🤖 AI Summary
Understanding the generalization mechanisms of deep neural networks (DNNs) remains a fundamental challenge in deep learning theory.
Method: This work investigates DNN generalization from an interaction perspective, proposing a “symbolic interaction” modeling framework. It theoretically derives a rigorous decoupling of generalizable versus non-generalizable interactions and establishes an interpretable generalization attribution framework grounded in interaction distribution morphology—revealing that generalizable interactions follow a decaying distribution, whereas non-generalizable ones exhibit a spindle-shaped distribution.

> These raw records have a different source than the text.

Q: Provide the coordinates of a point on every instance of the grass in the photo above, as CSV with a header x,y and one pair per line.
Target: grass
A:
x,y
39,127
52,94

Contribution/Results: Empirical measurements across diverse models and datasets confirm strong alignment between theoretical predictions and actual internal interactions in trained DNNs. The proposed distribution-based criterion successfully isolates generalization-relevant interaction components, validating the universality of the observed distributional规律. This work provides both a novel conceptual lens for understanding DNN generalization and a practical, interpretable analytical tool for diagnosing and improving model generalizability.
📝 Abstract
This paper aims to analyze the generalization power of deep neural networks (DNNs) from the perspective of interactions. Unlike previous analysis of a DNN's generalization power in a highdimensional feature space, we find that the generalization power of a DNN can be explained as the generalization power of the interactions. We found that the generalizable interactions follow a decay-shaped distribution, while non-generalizable interactions follow a spindle-shaped distribution. Furthermore, our theory can effectively disentangle these two types of interactions from a DNN. We have verified that our theory can well match real interactions in a DNN in experiments.